By Guest Author 05/08/2016


by Julie Iles

New Zealand’s first chickens probably hitched a ride here on Captain James Cook’s ship Resolution, new research has found.

Radiocarbon dating of the chicken bones revealed an overlap between the bone and James Cook’s second voyage to New Zealand during 1773-1774.

The bones were sourced from three Maori midden sites, or refuse heaps, along the east coast of the South Island that were old enough to contain bones of moa, South Island adzebill and South Island goose, species that were later hunted to extinction.

Scientists from New Zealand and Australia analysed the bones using radiocarbon dating and DNA analysis and published their findings in the journal Royal Society Open Science.

Despite being a bird sanctuary for millions of years, New Zealand was one of the last Pacific Islands to become a home to the chicken.

In Pacific Islands like New Zealand and Tonga, the presence of larger sources of prey, like the moa, megapode, and other larger birds contributed to the later introduction of chickens as a source of food.

Unimpressive birds

But Captain Cook’s journal from his second voyage gave little indication the chicken was an exciting novelty to the Maori.

In his journals of the voyage, Captain Cook recorded the unimpressed reactions of Maori chiefs and locals who received the hens and roosters as gifts. He noted of a local in the Cloudy Bay area, ‘he received these with such indifferency, as gave me little hopes that proper care would be taken of them.’

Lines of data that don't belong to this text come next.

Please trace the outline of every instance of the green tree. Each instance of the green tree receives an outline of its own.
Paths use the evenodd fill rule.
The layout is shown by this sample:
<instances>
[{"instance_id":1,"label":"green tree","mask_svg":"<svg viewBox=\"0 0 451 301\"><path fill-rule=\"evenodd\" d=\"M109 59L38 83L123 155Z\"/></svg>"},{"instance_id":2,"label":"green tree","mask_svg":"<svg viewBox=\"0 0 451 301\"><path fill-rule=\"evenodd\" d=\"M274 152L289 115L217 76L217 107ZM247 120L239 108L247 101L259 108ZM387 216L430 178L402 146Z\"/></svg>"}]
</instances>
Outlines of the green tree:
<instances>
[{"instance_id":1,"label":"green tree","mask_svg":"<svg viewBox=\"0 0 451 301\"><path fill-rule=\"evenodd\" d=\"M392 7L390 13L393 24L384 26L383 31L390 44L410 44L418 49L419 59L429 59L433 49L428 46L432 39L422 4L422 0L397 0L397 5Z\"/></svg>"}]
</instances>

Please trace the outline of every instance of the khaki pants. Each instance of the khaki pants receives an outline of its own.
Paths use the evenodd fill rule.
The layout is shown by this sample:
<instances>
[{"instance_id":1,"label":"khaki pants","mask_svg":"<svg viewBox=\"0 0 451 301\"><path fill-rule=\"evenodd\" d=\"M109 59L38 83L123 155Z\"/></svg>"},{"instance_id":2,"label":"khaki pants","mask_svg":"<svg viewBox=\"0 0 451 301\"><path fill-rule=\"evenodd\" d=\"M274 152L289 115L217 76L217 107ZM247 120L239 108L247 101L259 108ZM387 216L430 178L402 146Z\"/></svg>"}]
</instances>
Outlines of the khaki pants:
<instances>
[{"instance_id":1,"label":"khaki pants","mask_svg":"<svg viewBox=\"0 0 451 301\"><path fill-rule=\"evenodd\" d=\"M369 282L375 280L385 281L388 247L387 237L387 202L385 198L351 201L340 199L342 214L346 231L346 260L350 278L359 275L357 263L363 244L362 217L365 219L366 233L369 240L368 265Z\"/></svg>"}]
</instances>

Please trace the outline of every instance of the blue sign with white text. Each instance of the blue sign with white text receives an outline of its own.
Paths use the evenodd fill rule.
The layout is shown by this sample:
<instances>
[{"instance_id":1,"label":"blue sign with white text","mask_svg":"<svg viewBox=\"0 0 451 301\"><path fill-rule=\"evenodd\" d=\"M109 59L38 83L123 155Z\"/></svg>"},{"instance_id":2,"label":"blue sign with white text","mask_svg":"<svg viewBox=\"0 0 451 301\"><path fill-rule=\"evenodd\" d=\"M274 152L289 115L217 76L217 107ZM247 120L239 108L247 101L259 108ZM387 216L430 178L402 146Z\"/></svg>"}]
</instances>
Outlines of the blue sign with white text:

Tobias Furneaux who captained the second ship of Cook’s voyage, Adventure, was also known to have liberated chickens into the Marlborough Sounds. In his journals Cook wrote, “More Cocks and Hens are left behind than I know of as several of our people had of these as well as my self, some of which they put on shore and others they sold to the Natives, whom we found took care enough of them.”

What became of those chickens has never been established, though the recent findings suggest they were traded along with other European goods along the east coast of the South Island.
Medals that were gifted by Cook to Maori living in the Marlborough Sounds have also been discovered in sites of Maori settlement on the east coast of the South Island, suggesting Cook’s chickens and other cargo were rapidly integrated into Maori trade networks along the coast.

The coastal element of the samples was initially worrying to scientists.

An animal’s marine diet can introduce carbon into the bone samples that compromise radiocarbon results. However in the case of this study, the samples were found to be consistent with an entirely terrestrial diet, and thus unlikely to have been influenced by the marine reservoir effect.

Original origin unknown

A DNA analysis of the chicken bones was obtained from the two oldest chicken bones, but the sequences matched that of chickens found around the globe from Africa, Asia, Europe, South America and the Pacific, and so did not provide an indicator of the potential place of origin.

The chickens brought to New Zealand onboard Cook’s ship, Resolution also had unclear origins.

Cook wrote of the crew’s acquisition of chickens from the Cape Verde Islands, but the ship could have had the birds onboard as part of their initial cargo from England, or sourced them from stops in South Africa, Tahiti, or Tonga.